In my New Year's resolutions, becoming a TikTok influencer was nowhere on the list.
To tell you the truth, three months ago, I put TikTok in the same category as Pokémon, Minecraft, and manga: things young people do that are probably great for them but not for me.
But now, I’ve become a (mini) TikTok star.
A short video I posted three days ago has reached nearly more than 200,000 views; my follower count has skyrocketed, and all my other videos are gaining traction. Things are also picking up on Instagram. Here’s the video in question (YouTube version), which, honestly, had no reason to succeed:
If you recall, I mentioned in the previous post that I had started posting short videos again (what YouTube calls "shorts" and Instagram calls "reels"), originally to share "philosophical musings" on YouTube. The philosophy fell by the wayside, replaced by questionable humor. To make the effort worthwhile, I forced myself to post on Instagram and TikTok as well. Naturally, that’s where it went viral.
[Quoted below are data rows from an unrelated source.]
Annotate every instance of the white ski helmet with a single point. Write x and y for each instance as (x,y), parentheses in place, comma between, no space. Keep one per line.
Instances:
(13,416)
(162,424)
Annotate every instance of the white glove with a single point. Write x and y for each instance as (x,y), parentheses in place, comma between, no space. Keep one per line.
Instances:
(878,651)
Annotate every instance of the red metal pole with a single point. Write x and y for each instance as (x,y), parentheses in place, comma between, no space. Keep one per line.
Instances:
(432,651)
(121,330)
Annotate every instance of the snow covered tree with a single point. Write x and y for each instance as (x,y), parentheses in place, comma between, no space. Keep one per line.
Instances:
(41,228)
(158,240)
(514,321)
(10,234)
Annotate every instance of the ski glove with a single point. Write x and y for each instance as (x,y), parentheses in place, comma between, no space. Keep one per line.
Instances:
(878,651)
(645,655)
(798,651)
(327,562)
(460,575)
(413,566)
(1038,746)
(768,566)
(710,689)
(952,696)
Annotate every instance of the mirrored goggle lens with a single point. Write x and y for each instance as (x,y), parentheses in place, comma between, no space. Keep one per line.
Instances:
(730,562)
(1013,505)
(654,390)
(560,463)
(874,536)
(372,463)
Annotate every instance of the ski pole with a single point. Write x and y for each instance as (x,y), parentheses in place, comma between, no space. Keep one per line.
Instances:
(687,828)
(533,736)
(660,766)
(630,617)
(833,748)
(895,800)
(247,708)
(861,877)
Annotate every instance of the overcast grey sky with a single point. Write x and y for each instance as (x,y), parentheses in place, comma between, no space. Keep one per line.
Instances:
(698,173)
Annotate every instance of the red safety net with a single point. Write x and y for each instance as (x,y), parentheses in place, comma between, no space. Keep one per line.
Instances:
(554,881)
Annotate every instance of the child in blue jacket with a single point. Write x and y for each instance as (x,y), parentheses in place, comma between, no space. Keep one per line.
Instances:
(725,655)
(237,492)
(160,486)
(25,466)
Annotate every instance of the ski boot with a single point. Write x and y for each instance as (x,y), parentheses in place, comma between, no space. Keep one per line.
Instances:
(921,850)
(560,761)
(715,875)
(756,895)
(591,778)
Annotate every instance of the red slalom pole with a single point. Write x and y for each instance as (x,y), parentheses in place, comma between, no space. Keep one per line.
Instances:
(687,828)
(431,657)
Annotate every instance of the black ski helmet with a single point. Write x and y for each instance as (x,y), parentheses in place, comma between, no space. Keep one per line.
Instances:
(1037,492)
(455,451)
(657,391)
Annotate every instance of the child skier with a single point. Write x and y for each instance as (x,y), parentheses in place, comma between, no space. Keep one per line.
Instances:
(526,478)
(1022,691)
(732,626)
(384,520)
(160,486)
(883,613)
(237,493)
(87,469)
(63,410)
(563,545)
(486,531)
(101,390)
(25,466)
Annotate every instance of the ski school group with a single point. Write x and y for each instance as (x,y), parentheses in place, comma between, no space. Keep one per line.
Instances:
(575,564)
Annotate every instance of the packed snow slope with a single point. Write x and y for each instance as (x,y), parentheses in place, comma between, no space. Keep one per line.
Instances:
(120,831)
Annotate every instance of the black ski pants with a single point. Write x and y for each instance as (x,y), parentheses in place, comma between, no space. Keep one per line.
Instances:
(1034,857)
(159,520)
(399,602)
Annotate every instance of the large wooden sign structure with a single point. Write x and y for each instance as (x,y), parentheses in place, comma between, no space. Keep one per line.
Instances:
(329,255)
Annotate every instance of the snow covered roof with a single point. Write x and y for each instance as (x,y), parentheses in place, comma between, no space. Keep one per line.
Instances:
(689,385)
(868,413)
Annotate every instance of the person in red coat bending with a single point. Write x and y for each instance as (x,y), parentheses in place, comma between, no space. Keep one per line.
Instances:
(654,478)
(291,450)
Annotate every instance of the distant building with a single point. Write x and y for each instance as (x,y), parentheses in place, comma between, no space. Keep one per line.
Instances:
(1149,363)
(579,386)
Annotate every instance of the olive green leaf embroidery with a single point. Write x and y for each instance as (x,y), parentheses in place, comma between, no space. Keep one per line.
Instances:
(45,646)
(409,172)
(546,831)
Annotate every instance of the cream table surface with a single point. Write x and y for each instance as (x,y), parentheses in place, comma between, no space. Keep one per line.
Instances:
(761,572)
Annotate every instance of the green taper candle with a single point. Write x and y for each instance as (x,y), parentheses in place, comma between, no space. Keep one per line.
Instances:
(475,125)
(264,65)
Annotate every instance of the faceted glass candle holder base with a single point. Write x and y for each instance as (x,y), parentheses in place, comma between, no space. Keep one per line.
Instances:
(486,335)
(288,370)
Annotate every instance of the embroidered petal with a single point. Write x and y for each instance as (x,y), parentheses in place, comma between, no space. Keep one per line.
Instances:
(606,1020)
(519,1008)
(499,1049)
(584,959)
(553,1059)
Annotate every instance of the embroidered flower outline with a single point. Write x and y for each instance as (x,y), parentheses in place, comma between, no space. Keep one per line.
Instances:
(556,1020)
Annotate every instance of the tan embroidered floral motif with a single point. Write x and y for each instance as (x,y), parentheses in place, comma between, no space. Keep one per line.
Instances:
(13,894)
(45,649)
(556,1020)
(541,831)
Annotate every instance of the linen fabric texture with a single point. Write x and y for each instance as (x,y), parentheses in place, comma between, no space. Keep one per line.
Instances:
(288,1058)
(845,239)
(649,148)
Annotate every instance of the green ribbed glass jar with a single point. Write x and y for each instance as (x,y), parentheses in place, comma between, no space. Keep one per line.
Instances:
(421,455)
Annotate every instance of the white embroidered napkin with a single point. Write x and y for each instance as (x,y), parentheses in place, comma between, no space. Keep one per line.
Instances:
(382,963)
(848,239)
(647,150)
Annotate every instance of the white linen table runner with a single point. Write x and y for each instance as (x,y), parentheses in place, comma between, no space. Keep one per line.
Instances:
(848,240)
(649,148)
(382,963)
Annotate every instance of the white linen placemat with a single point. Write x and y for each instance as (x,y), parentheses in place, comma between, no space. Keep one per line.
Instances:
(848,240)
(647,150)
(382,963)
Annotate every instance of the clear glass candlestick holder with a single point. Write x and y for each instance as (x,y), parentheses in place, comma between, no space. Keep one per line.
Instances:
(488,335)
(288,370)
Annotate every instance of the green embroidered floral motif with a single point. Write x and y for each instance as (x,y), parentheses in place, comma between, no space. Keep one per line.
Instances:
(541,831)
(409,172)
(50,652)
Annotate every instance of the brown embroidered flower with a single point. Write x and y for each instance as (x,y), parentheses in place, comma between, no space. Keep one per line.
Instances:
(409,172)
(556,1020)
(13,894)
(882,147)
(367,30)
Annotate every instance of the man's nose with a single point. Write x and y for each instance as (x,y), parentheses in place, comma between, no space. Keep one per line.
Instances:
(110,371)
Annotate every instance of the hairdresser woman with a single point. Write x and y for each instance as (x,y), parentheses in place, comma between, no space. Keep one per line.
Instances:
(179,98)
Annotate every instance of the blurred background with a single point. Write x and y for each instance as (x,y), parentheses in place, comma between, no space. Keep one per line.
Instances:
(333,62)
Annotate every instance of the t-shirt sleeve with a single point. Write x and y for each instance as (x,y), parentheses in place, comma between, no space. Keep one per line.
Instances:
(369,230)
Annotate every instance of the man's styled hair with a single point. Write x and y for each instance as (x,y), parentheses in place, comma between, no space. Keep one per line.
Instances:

It’s another world. If I put my phone down for five minutes, I always come back to 99+ notifications: likes, comments, shares, new followers. It never stops, not even at night. And to my surprise, all the comments so far have been... incredibly funny. People get my humor and play along. Except on Instagram, where... things are a bit more complicated.
Initially, it was about quickly giving shape to ideas I have every day, ones I don’t plan to do anything major with. Not everything is meant to become a proper "Film." So I shoot in under twenty minutes—usually while out on a walk—edit on my phone, and bam, I publish. There’s also a desire to find an audience that shares my quirks, my sense of humor, and who will happily come to screenings when I release more ambitious films. Bypass the gatekeepers.
So I’m continuing to post videos. We’ll see where it leads. For now, I’m happy to exchange little jokes with the people who found them funny while I take a break.
You can follow the videos I post on TikTok, Instagram, or YouTube.
UPDATE: I now have several videos that have gone viral, and I’ve become aware of a troubling phenomenon.
I roughly get three types of comments on my videos: 1) People who find them funny and build on the jokes, 2) those who don’t understand it’s humor and are more or less insulting, and 3)... bots.
I can’t explain it any other way. When a video reaches a certain threshold (about 50k views), I see coordinated attacks of extremely alarmist and negative messages posted by highly suspicious accounts (no posts, no profile picture, or AI-generated videos). For example, when I joke about fog being "proof we’re in a video game that hasn’t finished rendering the background," I’m faced with an army of eerily similar anecdotes (same expressions, same wording), responding to one another, and leading to extremely dark conspiracy theories involving poisonings, illnesses, and fear of anything foreign.
I feel like I’m reading the seeds of the silly remarks I hear at certain dinners from people who say, "Do your research." But it’s true that, en masse, these comments color everything and can leave a bitter taste.